Negotiated cash fed cattle trade started the week at lower money Tuesday. Live prices were $2-$4 lower in the Texas Panhandle at $108/cwt. and $2 lower in Nebraska at $108, according to the Agricultural Marketing Service. That was on slow trade and light demand. There were a few dressed sales in the western Corn Belt at $168, but too few to trend. Last week, dressed trade was at $172.
The five-area direct November weighted average fed steer price was $108.85/cwt. on a live basis, which was $2.20 more than the previous month, but $6.50 less than the previous year. The weighted average steer price in the beef was $170.34, which was $2.87 more than the prior month but $12.20 less than the prior year.
Cattle futures closed narrowly mixed on Tuesday, finding some stability following the strong retreat in the previous session, perhaps helped along by softer grain futures.
Live Cattle futures closed an average of 14¢ lower except for unchanged to 17¢ higher in three contracts.
Feeder Cattle futures closed an average of 45¢ higher except for 22¢ lower in spot Jan.
Choice boxed beef cutout value was $5.78 lower Tuesday afternoon at $225.02/cwt. Select was $4.06 lower at $205.42.
Corn futures closed mostly 1¢ to 3¢ lower.
Soybean futures closed mostly 6¢ to 12¢ lower through Sep ’21 and then mostly unchanged to 2¢ lower.
Major U.S. financial indices closed higher Tuesday, apparently buoyed in part by the rollout of COVID-19 vaccinations in the United Kingdom and optimism regarding a federal stimulus package.
The Dow Jones Industrial Average closed 104 points higher.
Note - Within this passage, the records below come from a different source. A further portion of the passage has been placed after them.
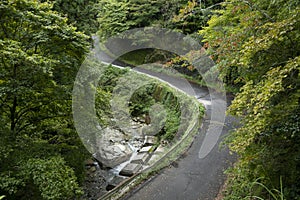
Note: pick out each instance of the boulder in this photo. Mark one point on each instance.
(141, 158)
(112, 150)
(130, 169)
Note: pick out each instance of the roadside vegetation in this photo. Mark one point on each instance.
(255, 45)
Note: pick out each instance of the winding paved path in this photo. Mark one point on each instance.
(189, 178)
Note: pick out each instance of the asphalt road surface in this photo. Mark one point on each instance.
(189, 178)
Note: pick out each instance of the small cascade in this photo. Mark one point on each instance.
(116, 170)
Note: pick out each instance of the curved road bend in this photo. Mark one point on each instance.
(189, 178)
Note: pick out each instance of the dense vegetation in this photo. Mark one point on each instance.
(42, 44)
(41, 154)
(256, 47)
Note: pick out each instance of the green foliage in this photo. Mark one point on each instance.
(194, 15)
(39, 57)
(80, 13)
(54, 179)
(256, 46)
(118, 16)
The S&P 500 closed 10 points higher. The NASDAQ was up 62 points.
“Beef production is forecast to decrease in 2021 with cyclically smaller cattle numbers and carcass weights retreating from record 2020 levels,” says Derrell Peel, Extension livestock marketing specialist at Oklahoma State University, in his weekly market comments. “Beef trade is expected to improve with smaller beef imports and increased beef exports in the coming year. These will combine with decreased production to reduce per capita beef consumption in 2021.”
For this year, David Anderson, Extension livestock economist at Texas A&M University explains total beef production is on par with the same time last year.
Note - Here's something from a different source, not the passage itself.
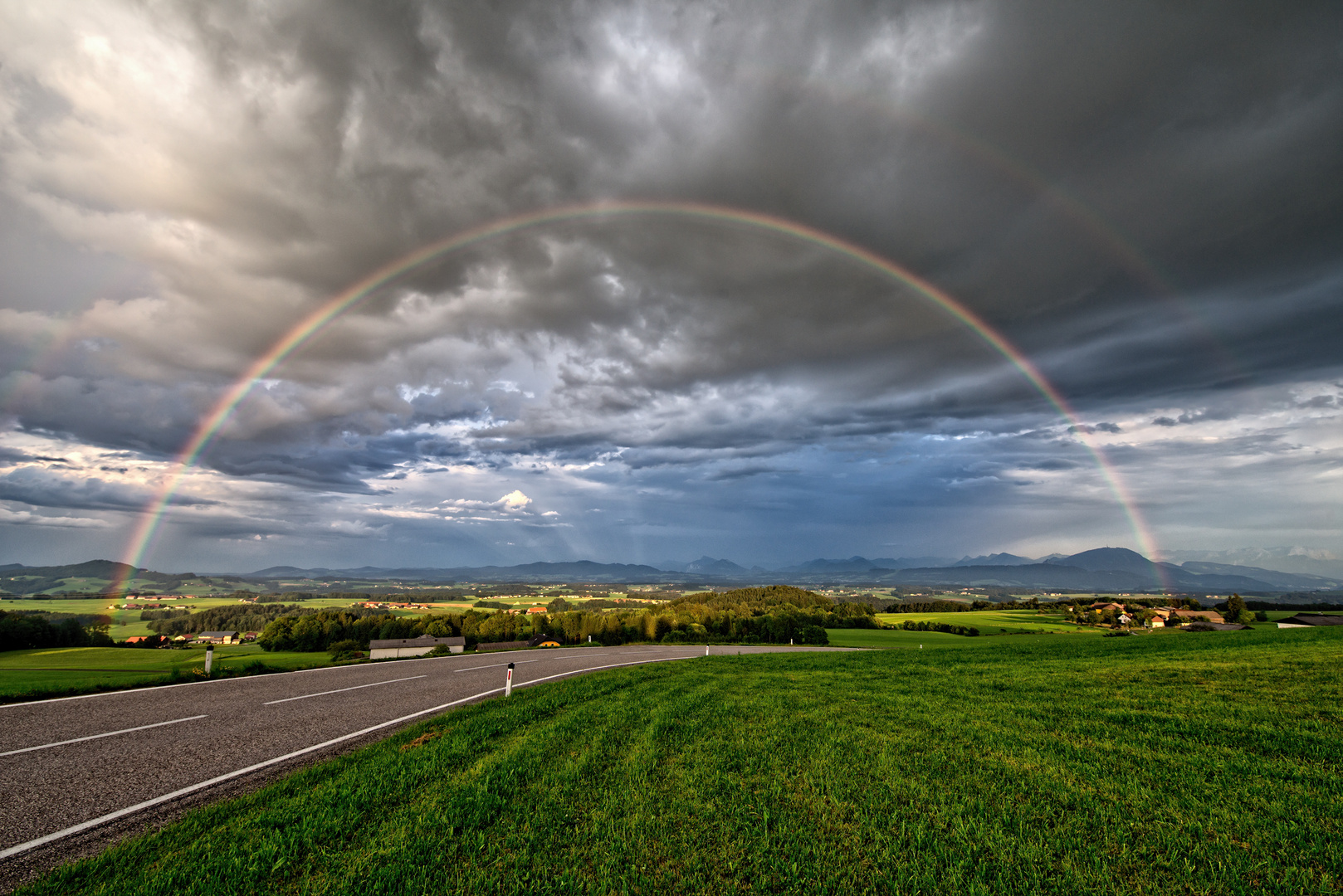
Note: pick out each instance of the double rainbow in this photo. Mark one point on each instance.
(310, 325)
“Steer and heifer slaughter is a little over 3% behind 2019 at this point. Total cow slaughter is 1.5% below 2019, but the source of the cows is interesting. Beef cow slaughter is up 2.5% while dairy cow slaughter is down 5.5% from a year ago,” Anderson explains, in the latest issue of In the Cattle Markets. “Low calf prices and drought conditions are acting to increase cow slaughter while higher milk prices have reduced dairy cow culling.”
Anderson adds that heavier fed steer and heifer carcasses continue to support beef production despite less slaughter.
“Steer dressed weights have averaged 906 lbs. this year compared to 876 lbs. last year. Heifer weights have averaged 833 lbs. this year, up 22 lbs. from 2019. Cow and bull dressed weights are within a pound of last year’s average,” Anderson says.
Although beef production is projected lower next year, Peel says total red meat and poultry production is projected to increase to another new record level of 107.2 billion lbs. with increased pork and poultry production offsetting decreased beef production.
“However, with strong meat exports offsetting increased production, domestic total meat consumption is projected to decrease to 222.1 lbs. per capita, down from 225.3 lbs. in 2020,” Peel says. “Many factors may cause revisions to these forecasts including the speed and effectiveness of controlling the ongoing pandemic; macroeconomic uncertainties in the U.S. and global economies; changing feed market conditions; currency exchange rates; and evolving trade policy, among others. Conditions remain very dynamic and uncertain at the end of 2020 but there is potential for more stability in the second half of 2021.”